Not helping me out here is the commercial came in the midst of a progression of trailers for sequels, including Transformers 2, the aforementioned Night At The Museum 2, and Terminator VII: The Final Frontier or whatever they're up to by now. Among all these sequels how am I supposed to keep track of the one that's technically an original production according to some standards which overlook the cartoon we watched twenty years ago, and ignored ten years ago, and the comic book we stopped reading when they tried fitting the Serpentor stuff into print too? In any case I imagine this new movie isn't going to feature the extended transformation of the whiny Cobra Commander into a big, whiny cobra at the hands of the secret arctic pre-human civilization of biogenetic supermasters.
The other remaining trailer was for Year One, striving desperately to make a caveman movie that makes fun of something or other. Won't be seeing that either.
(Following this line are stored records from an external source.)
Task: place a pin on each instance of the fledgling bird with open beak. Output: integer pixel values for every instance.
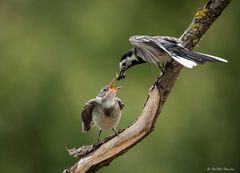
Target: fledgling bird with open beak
(104, 111)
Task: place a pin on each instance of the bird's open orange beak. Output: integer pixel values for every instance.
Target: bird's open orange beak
(112, 88)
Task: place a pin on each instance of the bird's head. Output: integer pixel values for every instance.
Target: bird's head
(128, 60)
(109, 91)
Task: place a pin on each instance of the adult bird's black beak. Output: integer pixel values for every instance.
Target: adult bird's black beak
(121, 75)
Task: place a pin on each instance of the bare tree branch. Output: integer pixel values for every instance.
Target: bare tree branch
(95, 156)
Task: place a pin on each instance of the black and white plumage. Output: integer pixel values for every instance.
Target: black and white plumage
(104, 111)
(159, 50)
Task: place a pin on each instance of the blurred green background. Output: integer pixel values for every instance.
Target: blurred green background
(56, 55)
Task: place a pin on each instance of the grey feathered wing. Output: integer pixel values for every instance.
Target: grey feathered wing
(152, 49)
(86, 115)
(120, 103)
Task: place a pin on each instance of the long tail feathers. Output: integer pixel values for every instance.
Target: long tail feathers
(190, 59)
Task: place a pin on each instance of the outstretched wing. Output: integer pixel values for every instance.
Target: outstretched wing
(86, 115)
(120, 103)
(154, 48)
(147, 49)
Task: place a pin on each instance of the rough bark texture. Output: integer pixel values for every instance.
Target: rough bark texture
(93, 157)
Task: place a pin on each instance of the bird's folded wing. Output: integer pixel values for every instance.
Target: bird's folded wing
(120, 103)
(86, 115)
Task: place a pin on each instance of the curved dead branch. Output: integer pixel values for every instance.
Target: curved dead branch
(93, 157)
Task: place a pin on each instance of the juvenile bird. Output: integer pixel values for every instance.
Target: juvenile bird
(104, 111)
(159, 50)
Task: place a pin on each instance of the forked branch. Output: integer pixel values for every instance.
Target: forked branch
(93, 157)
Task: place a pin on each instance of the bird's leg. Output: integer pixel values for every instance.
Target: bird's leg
(100, 131)
(116, 132)
(162, 68)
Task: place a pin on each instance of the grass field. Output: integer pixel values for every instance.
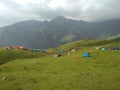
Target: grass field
(100, 71)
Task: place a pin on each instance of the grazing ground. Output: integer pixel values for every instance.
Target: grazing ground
(100, 71)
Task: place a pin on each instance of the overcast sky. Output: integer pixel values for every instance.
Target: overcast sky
(12, 11)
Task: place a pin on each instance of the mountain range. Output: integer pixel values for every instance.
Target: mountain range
(60, 30)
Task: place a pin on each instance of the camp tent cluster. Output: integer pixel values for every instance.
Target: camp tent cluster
(15, 47)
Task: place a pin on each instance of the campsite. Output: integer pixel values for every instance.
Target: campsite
(26, 70)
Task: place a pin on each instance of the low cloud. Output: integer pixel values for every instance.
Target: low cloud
(12, 11)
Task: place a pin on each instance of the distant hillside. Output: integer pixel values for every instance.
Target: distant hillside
(60, 30)
(113, 37)
(99, 71)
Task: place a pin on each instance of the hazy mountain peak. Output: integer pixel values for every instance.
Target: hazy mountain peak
(59, 18)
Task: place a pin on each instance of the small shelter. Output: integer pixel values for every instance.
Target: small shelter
(86, 54)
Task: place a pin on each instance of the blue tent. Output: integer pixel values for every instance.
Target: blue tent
(103, 49)
(62, 51)
(86, 54)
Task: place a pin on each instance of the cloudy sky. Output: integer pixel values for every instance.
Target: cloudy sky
(12, 11)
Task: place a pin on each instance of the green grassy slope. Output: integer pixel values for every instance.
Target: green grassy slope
(101, 71)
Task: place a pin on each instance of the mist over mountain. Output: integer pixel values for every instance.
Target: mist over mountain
(46, 34)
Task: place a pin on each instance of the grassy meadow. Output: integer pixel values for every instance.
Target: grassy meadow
(24, 70)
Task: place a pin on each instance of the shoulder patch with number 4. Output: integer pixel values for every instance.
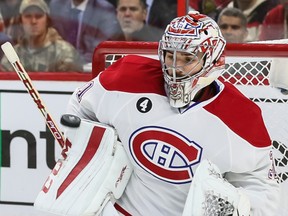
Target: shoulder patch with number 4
(144, 105)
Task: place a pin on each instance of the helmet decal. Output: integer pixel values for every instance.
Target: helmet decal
(191, 34)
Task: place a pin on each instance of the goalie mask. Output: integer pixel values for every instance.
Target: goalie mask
(199, 37)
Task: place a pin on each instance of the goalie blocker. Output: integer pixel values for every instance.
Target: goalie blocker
(95, 171)
(211, 194)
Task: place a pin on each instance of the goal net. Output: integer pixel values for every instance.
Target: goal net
(260, 71)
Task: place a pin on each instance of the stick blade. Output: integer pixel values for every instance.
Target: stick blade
(10, 52)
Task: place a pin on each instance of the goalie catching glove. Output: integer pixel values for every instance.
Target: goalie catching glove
(212, 195)
(95, 171)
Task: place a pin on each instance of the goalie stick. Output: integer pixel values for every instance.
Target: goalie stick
(13, 58)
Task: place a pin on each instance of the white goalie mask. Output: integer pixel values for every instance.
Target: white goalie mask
(193, 34)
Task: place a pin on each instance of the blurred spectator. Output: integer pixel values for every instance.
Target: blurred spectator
(41, 48)
(275, 24)
(9, 10)
(131, 15)
(3, 37)
(255, 11)
(211, 8)
(159, 12)
(84, 23)
(233, 25)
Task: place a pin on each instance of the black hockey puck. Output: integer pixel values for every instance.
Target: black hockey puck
(70, 120)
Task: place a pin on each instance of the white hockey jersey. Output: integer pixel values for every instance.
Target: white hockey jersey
(166, 145)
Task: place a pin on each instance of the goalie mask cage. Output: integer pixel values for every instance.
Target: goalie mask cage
(258, 70)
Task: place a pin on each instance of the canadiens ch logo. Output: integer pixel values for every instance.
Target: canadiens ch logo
(164, 153)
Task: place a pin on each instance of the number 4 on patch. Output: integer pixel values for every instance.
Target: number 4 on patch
(144, 105)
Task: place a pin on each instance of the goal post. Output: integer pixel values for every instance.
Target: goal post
(258, 70)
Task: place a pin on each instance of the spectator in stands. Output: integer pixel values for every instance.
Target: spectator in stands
(3, 36)
(275, 23)
(159, 12)
(9, 10)
(233, 25)
(10, 13)
(131, 15)
(84, 23)
(255, 11)
(212, 8)
(40, 47)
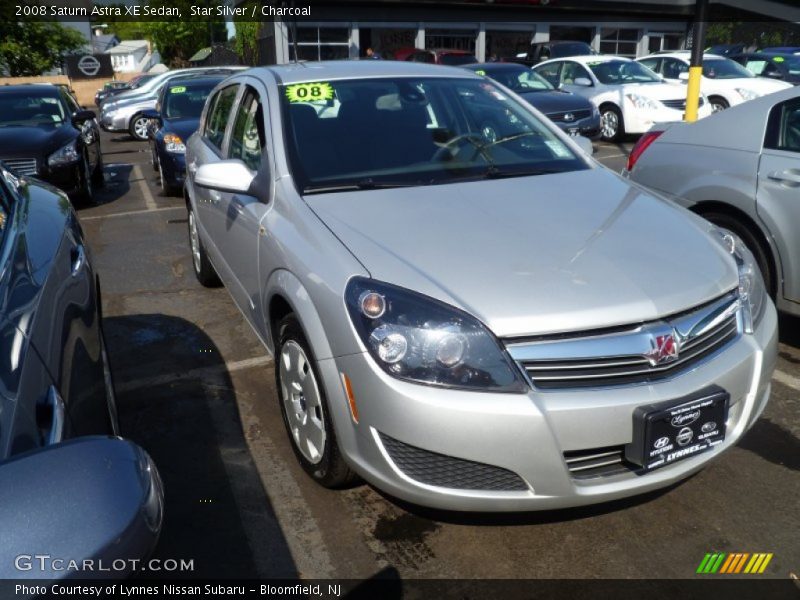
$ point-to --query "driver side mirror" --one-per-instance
(89, 499)
(225, 176)
(79, 117)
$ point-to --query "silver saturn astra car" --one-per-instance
(465, 309)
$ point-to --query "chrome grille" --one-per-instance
(597, 462)
(577, 115)
(629, 355)
(21, 166)
(680, 103)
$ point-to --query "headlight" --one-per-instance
(419, 339)
(63, 156)
(752, 293)
(174, 144)
(747, 94)
(642, 102)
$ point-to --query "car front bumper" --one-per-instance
(526, 435)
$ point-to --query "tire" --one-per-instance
(138, 127)
(203, 269)
(753, 243)
(304, 408)
(612, 127)
(718, 103)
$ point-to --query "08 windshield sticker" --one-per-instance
(309, 92)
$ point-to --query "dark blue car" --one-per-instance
(574, 114)
(178, 116)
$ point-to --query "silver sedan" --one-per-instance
(469, 322)
(741, 171)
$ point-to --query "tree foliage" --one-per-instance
(33, 47)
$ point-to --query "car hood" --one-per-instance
(27, 142)
(535, 255)
(183, 128)
(550, 102)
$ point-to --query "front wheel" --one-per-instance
(138, 127)
(611, 125)
(304, 407)
(203, 269)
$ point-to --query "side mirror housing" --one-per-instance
(225, 176)
(93, 498)
(585, 144)
(81, 116)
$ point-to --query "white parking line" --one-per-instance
(786, 379)
(132, 212)
(149, 202)
(202, 372)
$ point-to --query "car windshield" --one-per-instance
(724, 68)
(182, 102)
(28, 109)
(368, 133)
(519, 80)
(456, 59)
(616, 72)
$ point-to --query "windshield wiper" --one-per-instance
(363, 184)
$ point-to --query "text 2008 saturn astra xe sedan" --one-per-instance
(469, 322)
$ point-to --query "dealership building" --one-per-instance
(496, 28)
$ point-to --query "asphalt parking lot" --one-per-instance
(196, 389)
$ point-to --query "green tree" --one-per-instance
(33, 47)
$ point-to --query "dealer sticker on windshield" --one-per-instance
(309, 92)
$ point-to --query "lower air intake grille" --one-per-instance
(21, 166)
(445, 471)
(597, 462)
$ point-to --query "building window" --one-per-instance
(622, 42)
(450, 39)
(320, 43)
(507, 44)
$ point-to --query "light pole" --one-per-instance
(696, 63)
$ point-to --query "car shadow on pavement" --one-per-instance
(176, 399)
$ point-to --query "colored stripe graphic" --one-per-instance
(734, 563)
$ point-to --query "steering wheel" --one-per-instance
(446, 151)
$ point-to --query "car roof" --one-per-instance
(587, 58)
(354, 69)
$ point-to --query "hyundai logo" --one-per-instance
(684, 436)
(685, 419)
(709, 427)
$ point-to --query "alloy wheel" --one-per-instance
(302, 402)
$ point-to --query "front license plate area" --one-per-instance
(667, 432)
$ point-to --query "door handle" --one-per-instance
(78, 259)
(790, 175)
(56, 407)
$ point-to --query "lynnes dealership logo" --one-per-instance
(734, 563)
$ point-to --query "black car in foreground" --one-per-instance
(44, 133)
(573, 114)
(66, 487)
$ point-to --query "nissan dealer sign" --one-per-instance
(88, 66)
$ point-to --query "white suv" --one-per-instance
(724, 81)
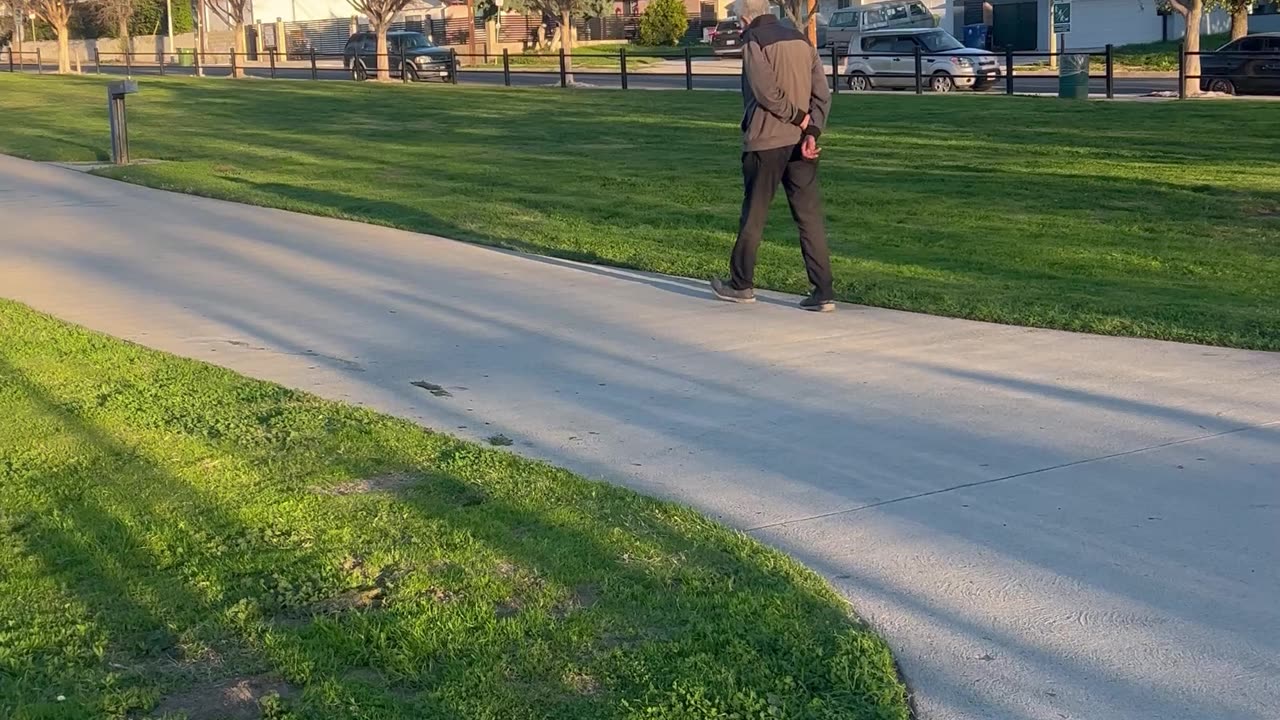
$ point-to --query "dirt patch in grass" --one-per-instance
(391, 482)
(237, 698)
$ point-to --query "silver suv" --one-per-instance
(946, 64)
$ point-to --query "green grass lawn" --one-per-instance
(1121, 218)
(176, 538)
(1162, 55)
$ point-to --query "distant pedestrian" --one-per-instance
(785, 101)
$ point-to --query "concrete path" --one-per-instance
(1043, 524)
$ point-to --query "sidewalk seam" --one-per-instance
(1013, 477)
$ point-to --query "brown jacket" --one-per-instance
(782, 80)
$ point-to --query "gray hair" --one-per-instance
(752, 8)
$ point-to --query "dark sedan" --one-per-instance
(411, 54)
(1249, 65)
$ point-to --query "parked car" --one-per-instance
(946, 64)
(1249, 65)
(421, 58)
(727, 37)
(848, 24)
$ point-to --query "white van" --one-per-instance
(848, 24)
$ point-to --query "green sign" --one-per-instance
(1063, 17)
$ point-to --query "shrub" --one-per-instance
(663, 22)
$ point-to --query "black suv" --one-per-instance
(411, 54)
(1247, 65)
(727, 37)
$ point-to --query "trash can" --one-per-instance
(1073, 77)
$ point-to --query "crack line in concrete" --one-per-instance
(1014, 477)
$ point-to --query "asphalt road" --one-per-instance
(635, 81)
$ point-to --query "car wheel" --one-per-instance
(1221, 85)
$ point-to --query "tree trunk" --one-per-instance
(64, 48)
(1240, 22)
(123, 33)
(383, 60)
(1194, 13)
(567, 44)
(241, 48)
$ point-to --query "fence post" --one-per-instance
(689, 68)
(1009, 71)
(835, 68)
(919, 72)
(1182, 71)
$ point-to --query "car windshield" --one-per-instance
(940, 41)
(414, 40)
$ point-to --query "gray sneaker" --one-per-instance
(816, 304)
(727, 294)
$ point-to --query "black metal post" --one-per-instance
(919, 72)
(835, 68)
(1111, 72)
(1182, 71)
(1009, 71)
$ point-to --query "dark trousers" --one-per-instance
(762, 172)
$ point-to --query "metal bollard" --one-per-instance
(118, 119)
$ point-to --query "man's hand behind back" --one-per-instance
(809, 149)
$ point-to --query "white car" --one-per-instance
(946, 64)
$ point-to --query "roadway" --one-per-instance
(643, 80)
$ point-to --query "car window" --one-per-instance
(904, 46)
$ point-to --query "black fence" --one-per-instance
(938, 72)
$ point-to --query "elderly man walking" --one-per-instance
(785, 101)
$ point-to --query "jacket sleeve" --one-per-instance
(819, 98)
(763, 81)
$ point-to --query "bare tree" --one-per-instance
(56, 13)
(380, 14)
(232, 12)
(565, 10)
(117, 13)
(1192, 12)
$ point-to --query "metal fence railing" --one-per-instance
(854, 69)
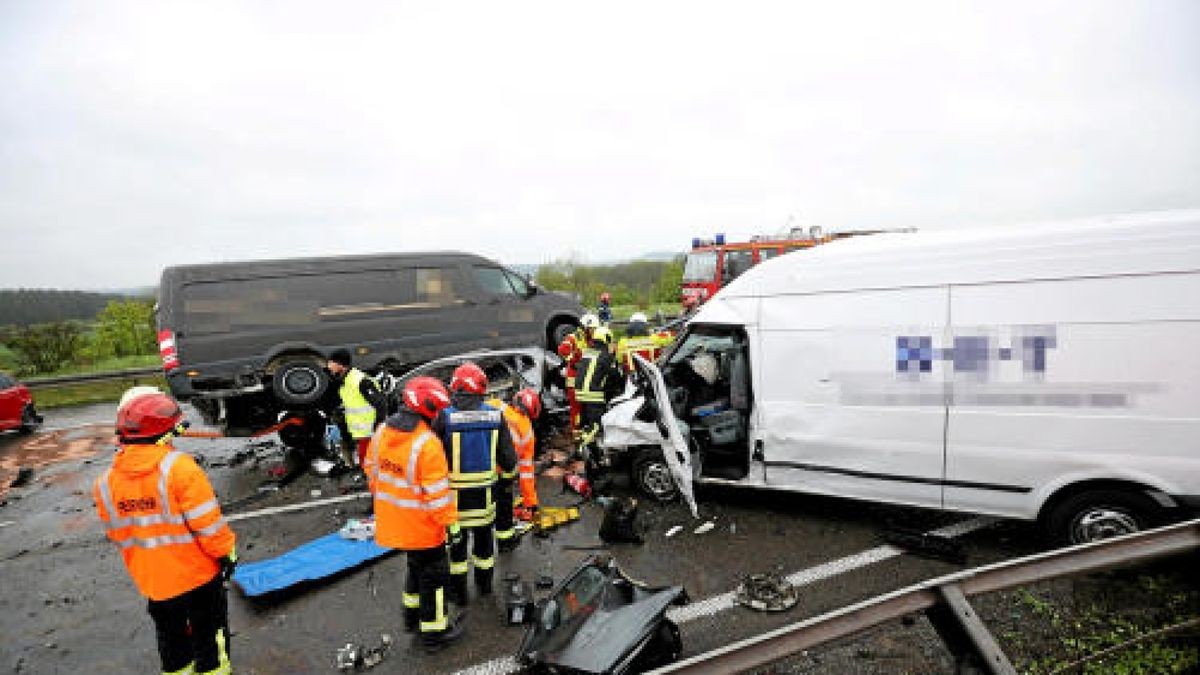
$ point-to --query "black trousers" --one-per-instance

As Roger Ebert noted long ago, there's really no caveman movies that aren't self-spoofing anyway, so there's no need to go to any effort to make fun of them.
Trivia: The share of Uganda's population living in poverty fell from 56 percent of the roughly twenty-million people in 1992 to 35 percent in 2000. Source: The World's Banker, Sebastian Mallaby.
Currently Reading: Rats: Observations on the History and Habitat of the City's Most Unwanted Inhabitants, Robert Sullivan.